Aussi, la question dont nous traiterons ne sera-t-elle pas celle de l’analyse des conditions éthiques de la préservation de la santé au travail mais celle de la définition des modalités d’accomplissement ou d’écrasement de la vie sur cette même scène.
Notre point de vue sera celui d’une philosophie centrée sur un sujet dont la maîtrise se trouve perpétuellement tenue en échec par le réel du travail, immanente à la clinique du travail, Plusieurs questions philosophiques potentielles révélées par la clinique du travail retiendront plus particulièrement notre attention : tout d’abord, et principalement :
- celle des rapports entre peur, risque, éthique et santé ;
- celle des implications anthropologiques de la redéfinition des vertus opérée dans le nouveau rapport de travail, en nous appuyant sur l’exemple du courage ;
- celle de l’évaluation, qui méconnaît la nature du travail réel, le vide de son contenu de vie, et conduit à l’autodépréciation.

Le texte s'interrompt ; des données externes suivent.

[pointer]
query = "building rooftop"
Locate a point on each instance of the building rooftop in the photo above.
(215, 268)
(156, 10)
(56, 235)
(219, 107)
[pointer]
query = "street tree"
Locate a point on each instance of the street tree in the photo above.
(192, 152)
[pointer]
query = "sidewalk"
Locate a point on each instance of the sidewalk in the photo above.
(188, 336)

Ce triple questionnement débouchera sur une analyse portant sur la singularité de l’époque actuelle : celle d’une promotion de la mort mise en représentation sous la figure de la vie.

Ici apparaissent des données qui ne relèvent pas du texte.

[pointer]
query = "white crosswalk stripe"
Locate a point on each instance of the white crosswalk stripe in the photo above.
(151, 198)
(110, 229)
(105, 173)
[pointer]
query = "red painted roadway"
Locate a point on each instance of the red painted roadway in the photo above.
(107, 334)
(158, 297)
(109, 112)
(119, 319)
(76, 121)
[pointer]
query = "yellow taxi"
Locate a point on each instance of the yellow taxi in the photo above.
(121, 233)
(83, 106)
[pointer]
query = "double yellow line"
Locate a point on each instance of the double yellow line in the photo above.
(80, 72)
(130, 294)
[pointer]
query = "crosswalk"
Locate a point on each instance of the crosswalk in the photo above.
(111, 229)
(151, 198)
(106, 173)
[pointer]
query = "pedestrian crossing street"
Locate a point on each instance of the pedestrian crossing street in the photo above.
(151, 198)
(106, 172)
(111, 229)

Argumentaire et repères bibliographiques
La souffrance éthique provoquée par l’organisation et les conditions d’exercice actuelles du travail, fait, depuis plusieurs décennies déjà, l’objet d’une attention clinique. Elle diffère du sentiment d’humiliation lié au phénomène de l’exploitation et à l’affirmation toujours plus
brutale des rapports de force au sein de la société, avec la soumission attendue des individus dans le monde du travail et le découragement de ceux qui en sont exclus.

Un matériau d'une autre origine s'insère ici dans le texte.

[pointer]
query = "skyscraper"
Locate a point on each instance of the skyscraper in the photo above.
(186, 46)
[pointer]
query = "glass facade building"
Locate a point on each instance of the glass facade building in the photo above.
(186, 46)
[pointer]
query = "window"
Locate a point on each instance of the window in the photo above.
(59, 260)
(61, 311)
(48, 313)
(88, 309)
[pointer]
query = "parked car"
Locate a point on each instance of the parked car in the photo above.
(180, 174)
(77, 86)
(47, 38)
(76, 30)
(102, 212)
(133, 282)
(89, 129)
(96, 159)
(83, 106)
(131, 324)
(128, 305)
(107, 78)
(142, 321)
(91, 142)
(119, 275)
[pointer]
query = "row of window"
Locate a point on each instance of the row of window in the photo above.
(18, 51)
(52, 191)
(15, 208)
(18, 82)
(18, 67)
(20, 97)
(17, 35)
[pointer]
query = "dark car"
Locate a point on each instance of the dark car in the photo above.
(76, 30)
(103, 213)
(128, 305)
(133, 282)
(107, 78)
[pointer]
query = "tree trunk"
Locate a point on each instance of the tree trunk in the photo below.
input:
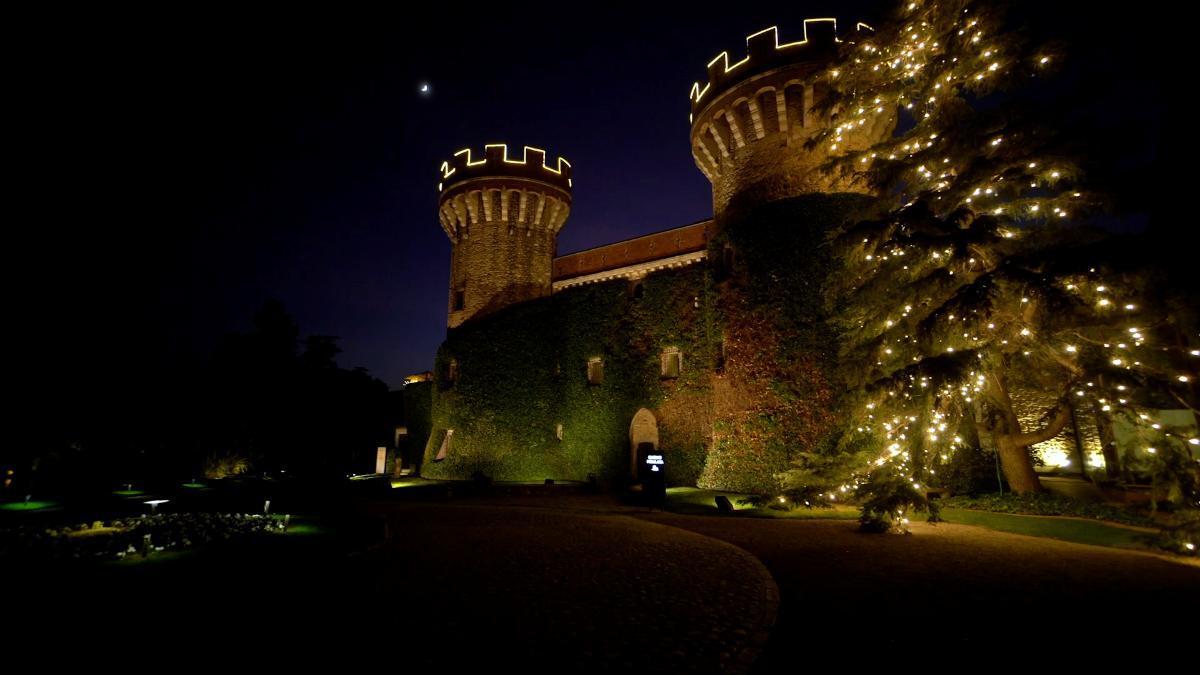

Elle touche, plus profondément, à ce qui relève de la manifestation de la puissance d’exister des individus, au-delà de leur seul pouvoir d’agir et de choisir. Elle peut, en ce sens, être définie comme signe d’une atteinte portée à la praxis vivante en laquelle consiste l’éthique, distincte du seul rapport de l’action à des fins, à des normes ou à des valeurs.
Au-delà du respect contrarié de normes édictées par la conscience morale, la souffrance éthique au travail naît d’une action empêchée de la subjectivité vivante, sacrifiée par l’organisation scientifique du travail sur l’autel de la performance, aujourd’hui soumise au régime intensif d’une activation incessante et poussée à l’extrême des énergies physiques et psychiques de l’individu, au service exclusif de la production.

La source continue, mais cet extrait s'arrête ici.